If the NPP government cannot fix Sri Lanka’s problems, obviously no one else can.
The question of experience is irrelevant. Experienced politicians bankrupted and bloodied the nation, literally and at every level of meaning of those words. Besides, by the time of the next parliamentary election, NPP MPs and ministers will be the most experienced in the island. The others in active politics will be far less experienced in managing ministries, etc. by then.
However, the real questions are, can Sri Lanka be saved, can Sri Lanka truly develop and can Sri Lanka be truly peaceful?
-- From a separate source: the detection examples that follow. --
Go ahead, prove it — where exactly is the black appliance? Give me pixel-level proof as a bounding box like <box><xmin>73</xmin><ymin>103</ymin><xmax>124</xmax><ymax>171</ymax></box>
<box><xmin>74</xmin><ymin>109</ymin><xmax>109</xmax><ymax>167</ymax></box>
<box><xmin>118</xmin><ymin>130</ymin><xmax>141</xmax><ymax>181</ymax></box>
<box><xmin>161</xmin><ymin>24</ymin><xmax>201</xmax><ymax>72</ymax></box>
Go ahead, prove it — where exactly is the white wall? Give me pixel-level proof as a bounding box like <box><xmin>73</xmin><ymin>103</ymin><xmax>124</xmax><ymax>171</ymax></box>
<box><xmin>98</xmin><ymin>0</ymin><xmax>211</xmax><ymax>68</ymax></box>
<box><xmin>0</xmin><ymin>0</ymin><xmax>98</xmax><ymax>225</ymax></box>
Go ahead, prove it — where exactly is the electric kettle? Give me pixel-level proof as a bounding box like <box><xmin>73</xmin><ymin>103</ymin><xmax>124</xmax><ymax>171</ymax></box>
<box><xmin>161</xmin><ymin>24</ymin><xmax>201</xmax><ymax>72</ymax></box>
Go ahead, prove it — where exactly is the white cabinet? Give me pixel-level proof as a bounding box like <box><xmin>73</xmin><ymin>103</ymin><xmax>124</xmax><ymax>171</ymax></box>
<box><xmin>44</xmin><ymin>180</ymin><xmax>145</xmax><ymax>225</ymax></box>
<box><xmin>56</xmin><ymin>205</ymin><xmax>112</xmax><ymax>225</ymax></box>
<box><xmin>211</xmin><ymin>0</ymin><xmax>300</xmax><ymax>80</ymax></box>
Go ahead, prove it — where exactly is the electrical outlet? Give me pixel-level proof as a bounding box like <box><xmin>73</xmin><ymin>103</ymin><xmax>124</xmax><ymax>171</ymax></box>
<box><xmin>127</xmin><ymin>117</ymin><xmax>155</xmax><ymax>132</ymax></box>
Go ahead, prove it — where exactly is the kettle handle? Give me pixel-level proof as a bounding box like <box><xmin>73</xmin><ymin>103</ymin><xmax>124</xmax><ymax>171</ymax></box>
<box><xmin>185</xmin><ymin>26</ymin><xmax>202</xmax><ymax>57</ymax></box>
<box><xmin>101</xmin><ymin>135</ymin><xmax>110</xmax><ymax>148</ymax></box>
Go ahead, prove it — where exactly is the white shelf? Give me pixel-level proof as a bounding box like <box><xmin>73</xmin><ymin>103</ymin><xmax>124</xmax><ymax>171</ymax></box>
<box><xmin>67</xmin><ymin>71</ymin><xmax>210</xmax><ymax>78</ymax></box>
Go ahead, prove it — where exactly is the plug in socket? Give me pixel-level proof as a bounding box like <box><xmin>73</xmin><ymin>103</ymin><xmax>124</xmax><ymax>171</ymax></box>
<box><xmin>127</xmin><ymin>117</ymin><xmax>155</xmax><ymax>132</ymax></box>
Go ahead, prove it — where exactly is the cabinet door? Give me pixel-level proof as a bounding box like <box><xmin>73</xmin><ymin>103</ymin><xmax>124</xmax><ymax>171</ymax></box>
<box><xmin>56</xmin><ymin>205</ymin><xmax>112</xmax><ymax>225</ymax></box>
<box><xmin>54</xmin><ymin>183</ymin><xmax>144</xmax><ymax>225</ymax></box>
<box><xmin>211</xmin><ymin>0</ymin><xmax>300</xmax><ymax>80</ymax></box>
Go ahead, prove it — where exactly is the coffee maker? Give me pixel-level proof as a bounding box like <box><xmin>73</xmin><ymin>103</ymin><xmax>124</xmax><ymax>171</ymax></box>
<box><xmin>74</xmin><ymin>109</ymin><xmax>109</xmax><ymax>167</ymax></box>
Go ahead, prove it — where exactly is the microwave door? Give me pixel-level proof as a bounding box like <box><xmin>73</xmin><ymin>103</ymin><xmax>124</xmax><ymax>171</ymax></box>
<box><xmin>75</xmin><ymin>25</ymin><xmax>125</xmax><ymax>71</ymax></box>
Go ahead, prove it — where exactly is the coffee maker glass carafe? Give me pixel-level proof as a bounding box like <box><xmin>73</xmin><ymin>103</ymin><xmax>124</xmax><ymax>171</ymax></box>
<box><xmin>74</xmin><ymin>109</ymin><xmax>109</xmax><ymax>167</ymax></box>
A dispassionate, honest and expert analysis of all aspects of Sri Lanka suggests that it cannot. Root causes of problems facing the nation are far bigger than the capabilities of all political, economic and social power Sri Lanka can muster. From an economic front, the three evils cannot be overcome.
Trade deficit since 1977 – the gap between export earnings and import expense (negative)
Budget deficit since 1991 – the gap between government revenue and expenditure (negative)
Debt trap since 2013 – the inability to repay debt without further borrowing
With an economy of $84 billion and a total loan balance of $102 billion, Sri Lanka needs at least a GDP growth rate of 6% to repay interest and not do anything else additionally. A 14% annual GDP growth is needed to repay loans and interest and not do anything else additionally. Impossible. An annual GDP growth of over 16% is needed to achieve all this and develop the country where people feel some development takes place. Absolutely not possible to achieve.
A very rare opportunity is there to overcome some of these challenges with radical and drastic measures. However, taking these measures will fracture ethnic harmony, national security and public loyalty towards Sri Lanka.
And these are only Sri Lanka-specific challenges. There are global challenges including climate change and climate change action (both cost money, lives and livelihoods), ageing population, increasing hostility between superpowers and economic sanctions and counter sanctions crisscrossing international trade. How Sri Lanka can navigate all these challenges and develop itself is beyond reality.